Accanto a queste due figure principali si muove quella del gracioso: è un servo del protagonista che interviene attivamente nella trama, aiutando il suo padrone. È il portatore di tutti gli aspetti negativi violentemente rifiutati dal cavaliere: paura, avidità, sonno, fame… Deriva dal servo della commedia latina di Plauto e Terenzio e da quella italiana e può talora essere il motore dell’intreccio. Personaggio complesso, con grande abilità verbale, depositario dell’arguzia. Ha inoltre una funzione di alleggerimento della tensione drammatica, con un meccanismo di straniamento che può a volte creare una rottura dell’illusione scenica. Altri due personaggi costantemente presenti sono: il re, fonte di ordine e giustizia e il padre nobile, custode dell’onore familiare.

Si svilupparono delle controversie sulla liceità del teatro intorno agli anni 1609-17, 1640, culminando nel 1646 con la cessazione delle rappresentazioni ordinata dal re. Ne consegue un irrigidimento dei personaggi: verrà abbandonata l’affettività in favore di un autocontrollo emotivo e un assottigliamento del linguaggio.

Comunque i suoi personaggi sono carichi di sfumature psicologiche che trovano i loro accenti migliori nella descrizione della passione amorosa o nella difesa dell’amore.

Per la prima volta Lope presenta le sofferenze dei contadini oppressi da qualche signorotto locale e spinti a una rivolta legittimata e santificata dalla sanzione del re, in difesa dell’onore nazionale.
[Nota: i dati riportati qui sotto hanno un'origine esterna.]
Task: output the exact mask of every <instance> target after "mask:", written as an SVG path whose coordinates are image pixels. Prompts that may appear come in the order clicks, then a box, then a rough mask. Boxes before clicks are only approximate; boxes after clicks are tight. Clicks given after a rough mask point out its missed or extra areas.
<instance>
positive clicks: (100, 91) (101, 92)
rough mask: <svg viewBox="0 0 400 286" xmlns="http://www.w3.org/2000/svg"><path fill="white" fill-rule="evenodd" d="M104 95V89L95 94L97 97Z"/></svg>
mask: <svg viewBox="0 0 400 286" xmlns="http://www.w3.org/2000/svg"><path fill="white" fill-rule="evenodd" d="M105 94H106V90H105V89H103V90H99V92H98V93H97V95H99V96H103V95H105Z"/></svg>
È soprattutto grazie a Lope che la figura del contadino, da sempre personaggio comico e sciocco, acquista più rispettabilità e spessore psicologico.

Il teatro di Lope de Vega è un teatro di intrecci complicati, di frequenti colpi di scena, di travestimenti ed equivoci, scritti non per la pagina, ma per un pubblico avido di emozioni. La difficile classificazione, dovuta anche all’estrema incertezza sull’ordine cronologico dei testi, fa si che si possa considerare tutta la sua produzione teatrale come un’unica commedia umana, summa dei sentimenti, delle inquietudini, credenze e speranze del popolo spagnolo.